One thing that most scientists in these soft scientists already have a good grasp on, but a lot of laypeople do not, is the idea of appropriately normalizing parameters. For instance dividing something by the mass of the body, or the population of a nation, to do comparisons between individuals/nations of different sizes.

People will often make bad comparisons where they don't normalize properly. But hopefully most people reading this article are not at risk for that.

As I said, dimensional analysis does not help with categorical variables. And when the number of dimensions is low and/or the number of variables is large, dimensional analysis can be useless. I think it's a necessary component of any model builder's toolbox, but not a tool you will use for every problem. Still, I would argue that it's underutilized. When dimensional analysis is useful, it definitely should be used. (For example, despite its obvious applications in physics, I don't think most physics undergrads learn the Buckingham pi theorem. It's usually only taught to engineers learning fluid dynamics and heat transfer.)
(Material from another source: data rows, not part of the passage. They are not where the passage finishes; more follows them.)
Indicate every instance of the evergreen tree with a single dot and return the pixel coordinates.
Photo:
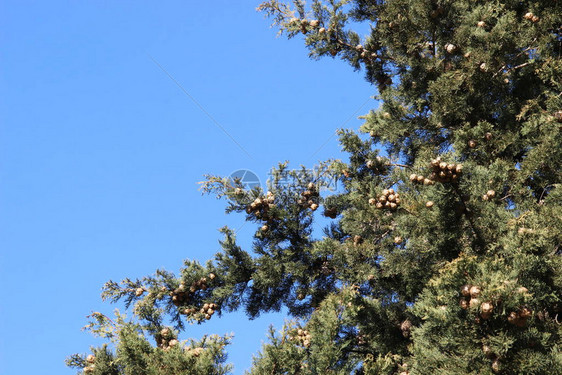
(443, 254)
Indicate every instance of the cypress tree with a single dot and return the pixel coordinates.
(443, 253)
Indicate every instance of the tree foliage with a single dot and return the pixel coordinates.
(443, 254)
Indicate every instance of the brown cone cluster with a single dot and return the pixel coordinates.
(470, 299)
(389, 199)
(529, 16)
(90, 359)
(445, 172)
(261, 206)
(490, 194)
(305, 25)
(182, 295)
(309, 197)
(558, 116)
(196, 352)
(301, 336)
(442, 172)
(331, 212)
(378, 165)
(519, 318)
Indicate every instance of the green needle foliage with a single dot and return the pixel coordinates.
(443, 254)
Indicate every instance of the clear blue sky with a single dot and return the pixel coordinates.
(100, 152)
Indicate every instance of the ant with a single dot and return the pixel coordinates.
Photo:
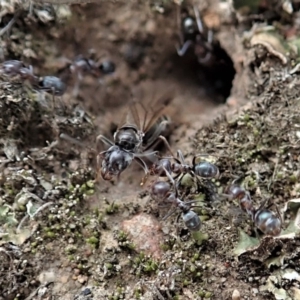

Two very common dimensionless parameters are the ratio and fraction. Both certainly appear in biology. Also, the subject of allometry in biology is basically simple dimensional analysis.

I've seen dimensional analysis applied in other soft sciences as well, e.g., political science, psychology, and sociology are a few examples I am aware of. I can't comment much on the utility of its application in these cases, but it's such a simple technique that I think it's worth trying whenever you have data with units.

Speaking more generally, the idea of simplification coming from applying transformations to data has broad applicability. Dimensional analysis is just one example of this.